Injury prevention measures, implemented at recent large Danish construction projects, have been categorized in accordance with the proposed injury prevention model. The mechanism behind the injury prevention measure, injury prevention level and project phase appear from the model. Most of the safety initiatives belonged to the category structural (physical and organizational) modification measures (for example, safety walk-rounds). Effect evaluations of safety walk-rounds indicated that they both predict and prevent injuries. The average time period to the next injury was substantially increased after a safety walk-round. Other safety initiatives aimed at attitude change (campaigns) and behaviour change (incentives). The safety campaigns were primarily based on the KAP-model and had a modest effect. Incentives like safety bonuses alter the exchange relationship between employer and employees, and increase task performance. However, there is a risk that money as incentive may lead to underreporting of injuries. Only few measures aimed at modification of norms and culture (for example, stakeholder involvement). Injury prevention has increasingly become a topic of interest for stakeholders. This development may be seen as part of the more comprehensive development in CSR, where enterprises are expected to take responsibility for the prevention and resolution of social problems. The study showed that the strategy for management of the institutional environment has changed from being primarily defensive and reactive to being proactive. Stakeholder interest gave an impetus to the establishment of client responsibility at larger public construction projects, which had a positive impact on safety management on the construction sites.

The study indicates that injury prevention may be improved at future projects by implementing more measures influencing norms and culture at the construction site and thus increase the diversity of injury prevention measures. Many injury incidents originate from the design phase. Future safety research should focus more on developing injury prevention measures for this phase.

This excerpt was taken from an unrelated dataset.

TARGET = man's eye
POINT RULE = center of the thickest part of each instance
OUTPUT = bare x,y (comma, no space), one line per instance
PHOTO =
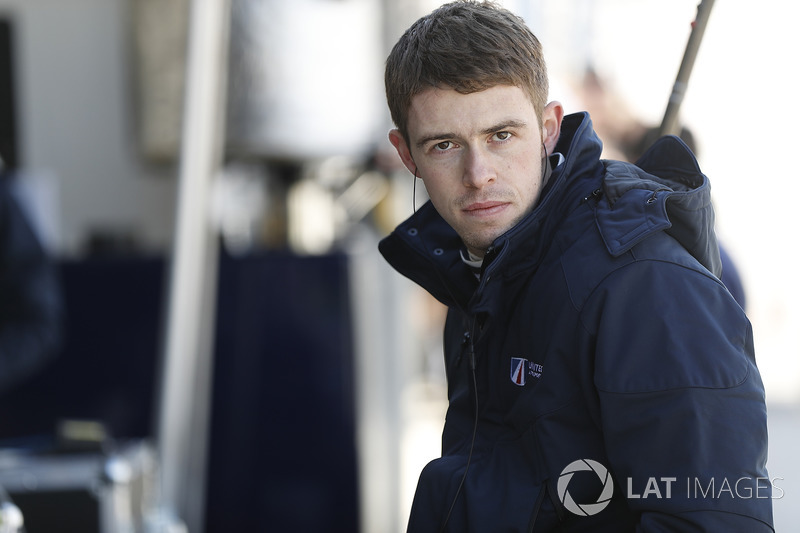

The character (international joint ventures) of the large construction projects in Denmark and common EU guidelines for occupational safety suggests that the conclusions and recommendations also apply to large construction projects in other EU countries.

Recommendations and Practical Implications

The recommendations of the study may be seen as input to the Danish occupational injury prevention strategy for future extensions of the transportation network, for example, the Fehmern Belt link between Denmark and Germany, and other large construction projects.

Based partly on the contracting methods in construction, which implies that only the client takes part in the project from concept to final structure, and partly on the new proactive safety role of the client defined by recent legislation it is recommended to let the client be responsible for establishing the proposed injury prevention model, and hereby create an overview of injury prevention measures to be implemented during all the project phases of a large construction project.

It is recommended to supplement personal and structural injury prevention measures with measures influencing social norms and safety culture, and to increase the orchestration of injury prevention measures on future projects.

Many injury incidents originate from the design phase. It is recommended that future safety research and practice focuses more on injury prevention measures for the design phase.